A Bitter/Sweet Week 14th Sep 2009

A Bitter/Sweet Week

Sunday, after a week of contrasts, found me on the high moor on a bright, still morning,

At the end of a"curate's egg" of a week, Sunday found me on the high moor to locate the cattle I had not seen for four days.  The week really had been bitter/sweet, with a visit to the herd in Wiltshire revealing that a young cow had died of peritonitis, following a premature calving, probably brought on by stress in handling for testing.  If that was not bad enough, I was also told that a significant number of spring-calving cows had failed to get in-calf again -- costly in terms of interrupted production; left Pewsey feeling very gloomy.  And then the "sweet".  On to Kempton Park where our home-bred horse, Perfect Silence(Dilly), was on a retrieval mission, following an inexplicably dismal showing at Newmarket four weeks ago.  Unlike last time, she was alert in the parade ring, and raring to run.  She started well, and at a swinging pace, took the lead and kept it until the final furlong, when the other runners came at her, and she was headed.  She would have none of it however, and running her heart out, she quickened again to get up on the line and prevail by a "head" -- magic.

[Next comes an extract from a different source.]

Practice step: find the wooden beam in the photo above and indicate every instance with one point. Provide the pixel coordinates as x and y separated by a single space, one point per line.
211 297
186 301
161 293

Following that, and two busy days at market, a gorgeous morning on the moor was just the place for some quiet reflection. Nineteen cows and calves were close to hand, on the sweet grass by the Metherall brook; the remainder were not to be seen, probably on the forest. higher up.  A walk up to the ridge on the skyline revealed them just out of immediate view on a bank below the stone row.  Sat on a rock with the cattle around, grazing or sighing where they lay. 1500 feet up, bright sun and barely a sound; a kestrel was quartering the hillside below, while further down the valley a young buzzard was meewing.  A mile below, the first group of cattle, small, and shiny black, were clearly visible, while beyond the boundary wall on the far hillside the mown hayfields that that I had been waiting for 6 weeks to cut -- now the weather was set fair.  Away to the North, under an hazy fret, the outline of Exmoor, and behind me, over the ridge to the west, the prison, and Cornwall.  

Dartmoor has shown some gems recently; last week a fine red deer stag (unfortunately he saw me first, as I was walking into the sun), and also a peregrine falcon, which although about, are not often seen.  Sunday lunch was all the more to be enjoyed following such therapy.